Thursday April 11, 1991
Today I learned that I have ovarian cancer. I thought the nausea for the past 10 days was the flu but then my belly began to fill with fluid. I had been having little sharp shooting pains occasionally for months above my belly button and the doctors had run all the tests looking for a gastro problem., We never suspected this. Oh, now and then there was a slight pain in my ovaries if I sat down hard.
When the doctor left, Frank and I held each other tight and we cried. Our retired life is just beginning. We have so many plans for the years ahead. What now?
I have agreed, eagerly, to be a part of a study to determine if results with Stage III ovarian cancer are better with surgery first or chemo first.
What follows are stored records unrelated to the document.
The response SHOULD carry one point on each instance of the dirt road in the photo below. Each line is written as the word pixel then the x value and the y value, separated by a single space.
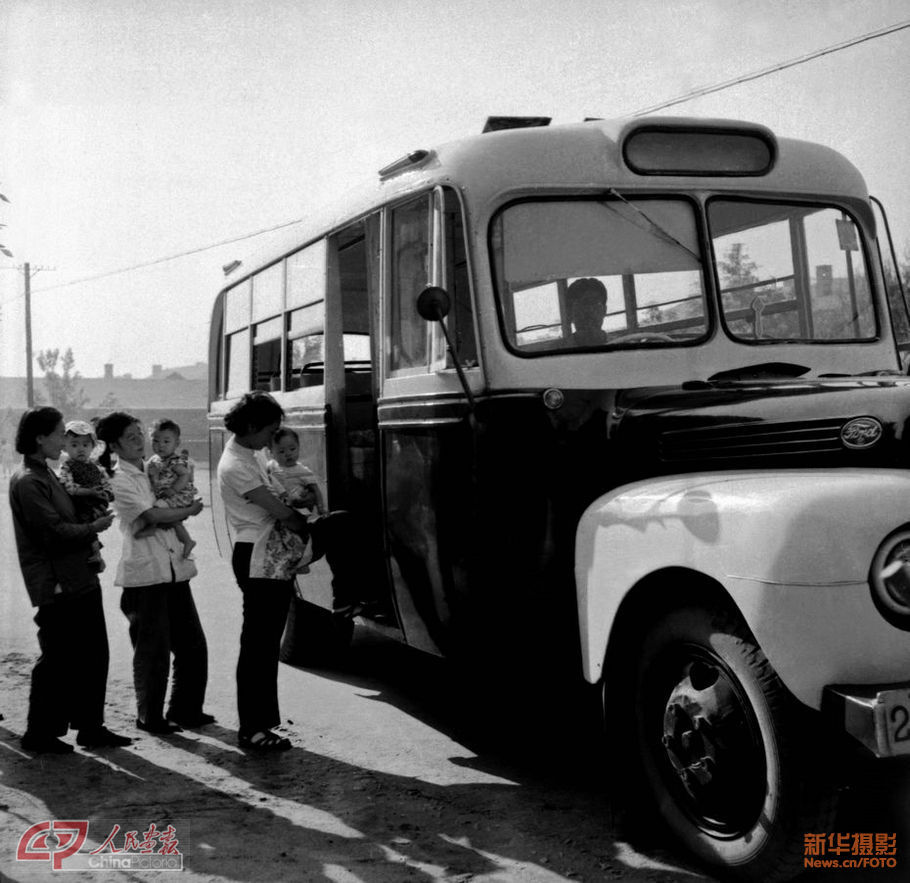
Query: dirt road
pixel 398 771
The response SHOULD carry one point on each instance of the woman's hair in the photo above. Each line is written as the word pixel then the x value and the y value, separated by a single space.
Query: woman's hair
pixel 254 411
pixel 35 422
pixel 110 429
pixel 284 432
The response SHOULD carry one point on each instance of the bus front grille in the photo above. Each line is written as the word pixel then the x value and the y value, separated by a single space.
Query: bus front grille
pixel 745 441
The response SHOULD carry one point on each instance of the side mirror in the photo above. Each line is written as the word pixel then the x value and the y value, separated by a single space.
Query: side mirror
pixel 433 303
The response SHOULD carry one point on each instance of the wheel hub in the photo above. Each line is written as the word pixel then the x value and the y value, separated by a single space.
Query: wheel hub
pixel 713 747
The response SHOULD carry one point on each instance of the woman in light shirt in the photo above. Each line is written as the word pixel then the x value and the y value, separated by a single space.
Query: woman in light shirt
pixel 157 600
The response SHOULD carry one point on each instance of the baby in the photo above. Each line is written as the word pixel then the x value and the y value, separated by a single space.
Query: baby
pixel 170 473
pixel 298 481
pixel 85 481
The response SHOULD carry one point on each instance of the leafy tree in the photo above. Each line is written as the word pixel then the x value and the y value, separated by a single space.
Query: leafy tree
pixel 64 391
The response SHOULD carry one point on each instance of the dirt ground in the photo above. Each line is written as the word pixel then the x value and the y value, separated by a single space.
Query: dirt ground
pixel 398 771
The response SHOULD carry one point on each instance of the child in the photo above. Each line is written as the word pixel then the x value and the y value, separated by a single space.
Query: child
pixel 171 476
pixel 298 482
pixel 85 481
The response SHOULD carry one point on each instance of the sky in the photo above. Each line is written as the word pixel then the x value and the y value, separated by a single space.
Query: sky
pixel 132 132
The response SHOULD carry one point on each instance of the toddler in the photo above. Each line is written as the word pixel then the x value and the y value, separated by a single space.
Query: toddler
pixel 298 482
pixel 170 473
pixel 84 480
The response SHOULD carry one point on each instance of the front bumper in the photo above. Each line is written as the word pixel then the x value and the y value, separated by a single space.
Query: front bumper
pixel 876 715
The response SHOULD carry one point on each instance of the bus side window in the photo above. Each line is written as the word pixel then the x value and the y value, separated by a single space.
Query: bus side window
pixel 237 339
pixel 457 283
pixel 410 275
pixel 305 353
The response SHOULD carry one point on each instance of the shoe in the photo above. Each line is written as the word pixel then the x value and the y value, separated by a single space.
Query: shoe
pixel 101 737
pixel 158 727
pixel 191 721
pixel 264 741
pixel 44 744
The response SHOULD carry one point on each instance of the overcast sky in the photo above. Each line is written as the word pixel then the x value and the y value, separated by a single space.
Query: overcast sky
pixel 136 130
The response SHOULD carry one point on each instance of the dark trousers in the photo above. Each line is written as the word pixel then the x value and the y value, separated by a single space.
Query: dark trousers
pixel 337 538
pixel 70 678
pixel 163 621
pixel 265 610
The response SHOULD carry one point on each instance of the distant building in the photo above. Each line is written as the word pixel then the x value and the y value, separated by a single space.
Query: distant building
pixel 179 393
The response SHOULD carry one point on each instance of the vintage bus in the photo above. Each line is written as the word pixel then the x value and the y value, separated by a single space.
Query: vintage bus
pixel 699 505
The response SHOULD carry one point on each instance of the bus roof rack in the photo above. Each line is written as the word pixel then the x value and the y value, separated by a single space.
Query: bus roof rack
pixel 496 124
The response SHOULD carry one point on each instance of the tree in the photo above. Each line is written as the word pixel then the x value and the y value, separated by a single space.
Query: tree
pixel 737 268
pixel 64 391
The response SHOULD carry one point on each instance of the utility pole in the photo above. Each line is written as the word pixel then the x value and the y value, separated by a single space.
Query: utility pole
pixel 29 373
pixel 29 378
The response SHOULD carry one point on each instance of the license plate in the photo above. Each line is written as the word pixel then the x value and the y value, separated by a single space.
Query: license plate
pixel 892 722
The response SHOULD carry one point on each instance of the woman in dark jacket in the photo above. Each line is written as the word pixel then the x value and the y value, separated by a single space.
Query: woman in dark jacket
pixel 70 678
My mom and my stepdad Frank were supposed to come up to Northern California to visit me for my birthday 2 days earlier and I was so disappointed that she was not feeling well enough to make it, and even more devastated to find out that she had cancer. I felt so helpless being so far away and so very sad at the prospect of losing my mother. She was 56 when she was diagnosed with cancer, the same age I am today. My brother encouraged me to drive down to Southern California (Simi Valley) to visit her and see how well she was coping with her diagnosis. I did that and it helped. She was incredibly strong and determined. She told us right up front that with Stage III ovarian cancer, her chance of surviving for 5 years was only 15%, but she was determined to be in that 15%. I remembered that I had given my mom Gilda Radner's book a few years earlier about her battle with ovarian cancer, and how Gilda had fought the disease but eventually died. I felt somehow there was a connection.